JavaScript Community Coding Conventions

The JavaScript community needs general coding conventions, and this is what this project aims to provide.

These coding conventions are based on what the general crowd seems to use. Thorough analysis of several different frameworks and libraries have been done to find the best conventions for everybody.

Example code

function foo(x, y, z) {
    // A function call.
    bar(1, b);

    var i = 0;
    var x = {foo: "zero", bar: "one"};

    // Alternatively, you can rely on one "var":
    var i = 0,
        j = 0;

    var foo = function() {
    };

    if (!i > 10) {
        for (var j = 0; j < 10; j++) {
            switch (j) {
                case 0:
                    value = "zero";
                    break;
                case 1:
                    value = "one";
                    break;
            }

            var c = j > 5 ? "GT 5" : "LE 5";
        }
    } else {
        var j = 0;

        try {
            while (j < 10) {
                if (i === j || j > 5) {
                    a[j] = i + j * 12;
                }

                i = (j << 2) & 4;
                j++;
            }
            do {
                j--;
            } while (j > 0)
        } catch (e) {
            alert("Failure: " + e.message);
        } finally {
            reset(a, i);
        }
    }
}

Code style

Indentation

Indentation is done with a single tab character. The size of the tab can be customized per your preference (usually 4).

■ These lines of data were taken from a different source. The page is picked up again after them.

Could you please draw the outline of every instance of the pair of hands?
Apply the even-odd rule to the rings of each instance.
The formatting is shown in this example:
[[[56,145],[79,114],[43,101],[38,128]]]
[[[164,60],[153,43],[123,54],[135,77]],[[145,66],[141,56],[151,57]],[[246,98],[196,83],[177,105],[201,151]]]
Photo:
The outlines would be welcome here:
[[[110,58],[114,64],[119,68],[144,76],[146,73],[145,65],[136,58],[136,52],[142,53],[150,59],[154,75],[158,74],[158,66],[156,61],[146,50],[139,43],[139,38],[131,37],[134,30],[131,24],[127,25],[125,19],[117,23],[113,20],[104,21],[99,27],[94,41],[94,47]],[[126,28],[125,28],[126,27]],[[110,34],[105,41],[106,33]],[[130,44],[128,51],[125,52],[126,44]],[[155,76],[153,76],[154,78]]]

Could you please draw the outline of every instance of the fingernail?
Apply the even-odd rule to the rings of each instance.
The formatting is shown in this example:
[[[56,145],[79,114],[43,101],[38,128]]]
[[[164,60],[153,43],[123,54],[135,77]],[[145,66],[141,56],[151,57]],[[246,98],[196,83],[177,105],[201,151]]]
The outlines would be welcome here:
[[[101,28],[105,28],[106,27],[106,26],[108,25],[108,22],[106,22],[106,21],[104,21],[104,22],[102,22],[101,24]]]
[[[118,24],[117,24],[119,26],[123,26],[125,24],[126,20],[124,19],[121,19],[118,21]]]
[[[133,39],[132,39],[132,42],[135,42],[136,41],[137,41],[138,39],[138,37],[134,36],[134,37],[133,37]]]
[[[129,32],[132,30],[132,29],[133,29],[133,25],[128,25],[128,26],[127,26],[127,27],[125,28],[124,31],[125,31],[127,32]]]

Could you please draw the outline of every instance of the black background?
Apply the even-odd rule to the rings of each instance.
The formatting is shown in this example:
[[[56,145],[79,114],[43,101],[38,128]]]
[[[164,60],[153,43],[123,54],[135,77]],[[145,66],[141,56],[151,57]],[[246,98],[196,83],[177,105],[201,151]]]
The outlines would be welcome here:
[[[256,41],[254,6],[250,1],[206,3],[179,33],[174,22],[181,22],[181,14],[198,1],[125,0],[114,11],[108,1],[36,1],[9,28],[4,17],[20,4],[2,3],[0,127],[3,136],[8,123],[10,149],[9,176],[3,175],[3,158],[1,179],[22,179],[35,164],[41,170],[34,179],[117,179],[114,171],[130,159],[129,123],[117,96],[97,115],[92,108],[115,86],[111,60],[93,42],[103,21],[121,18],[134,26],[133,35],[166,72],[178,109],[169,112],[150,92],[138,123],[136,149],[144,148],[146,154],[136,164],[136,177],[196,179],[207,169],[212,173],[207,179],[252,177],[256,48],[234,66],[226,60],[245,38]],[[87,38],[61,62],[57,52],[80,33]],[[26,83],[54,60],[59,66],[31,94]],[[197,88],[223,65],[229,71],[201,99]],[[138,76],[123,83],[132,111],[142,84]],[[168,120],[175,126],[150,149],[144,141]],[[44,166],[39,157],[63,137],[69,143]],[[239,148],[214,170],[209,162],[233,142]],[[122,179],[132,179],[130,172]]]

Using a tab as opposed to multiple spaces serve two benefits:

Great adjustability

The indentation size can be adjusted per each developer, per each development environment. This is very useful, because not everyone prefer the same level of indentation.

It should also be noted that on a 2560x1440 monitor you are more likely to use six (6) spaces wide indentation, as opposed to a 1680x1050 monitor, for instance.

Indentation is important as code often tends to grow to the right, especially in JavaScript with functional and callback heavy code.

No hidden mistakes

When using spaces for indentation, careless people (coders) end up having "hidden" mistakes at times:

var b;
if (foo) {
    var a = 1;
     b = {
        foo: 1,
        bar: 2
    };
}

Having an extra space (or missing one) is a common place in space-oriented code. This problem does not exist in tab-oriented code because the mistake would be clear.